One of my favorite homemaking tasks is meal planning. Since I got married, I’ve tried to learn more about preparing healthy meals. For that to happen, I need to plan ahead. A lack of planning tends to land us in the drive thru line too often. I’ve experimented with a few different methods over the last two years, and eventually landed on planning everything once a week.
- Plan Everything
This is what I do. I plan breakfast, lunch, a snack, and dinner. If you’re naturally a type A person, planning everything is the way to go. Type A people tend to think this sort of thing is fun. If you are trying to follow a diet such as Trim Healthy Mama, I would also recommend planning everything. Without careful planning, it’s easy to end up with unintentional crossovers.

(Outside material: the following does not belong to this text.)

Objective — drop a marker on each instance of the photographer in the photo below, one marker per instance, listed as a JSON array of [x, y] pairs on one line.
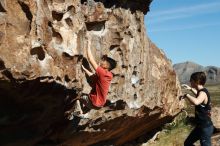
[[204, 127]]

While I generally prefer to have every meal and snack for the week set, sometimes I’m too busy for that. Instead, I will…
2. Just Plan Dinners
For free spirits, the thought of planning everything that you’re going to eat for an entire week is stifling. I wrote about that in depth in a piece for Homemakers in Action. For most people, dinner is the most elaborate meal of the day. Having that decided, even if it’s the only thing you have decided, saves a lot of stress. You also don’t necessarily have to commit to having your seven dinners in any particular order. If you’re in the mood for tacos on Monday and you wrote down that you’d serve them on Tuesday, you can switch.
3. Plan One Week
This is what I do. I have several chores that I have set as once weekly tasks. Meal planning is in that category. When I really have it together, I go through the refrigerator and pantry and choose my meals based on what ingredients I already have. I don’t always really have it together though, so sometimes I just list whatever comes to mind and go from there.
4. Plan One Month
I have never been organized enough to sit down and plan an entire month’s worth of meals in a single sitting. However, I did develop 28 Days of Meal Planning over the course of a month. It’s a free download that is available when you subscribe to Homemaking for His Glory.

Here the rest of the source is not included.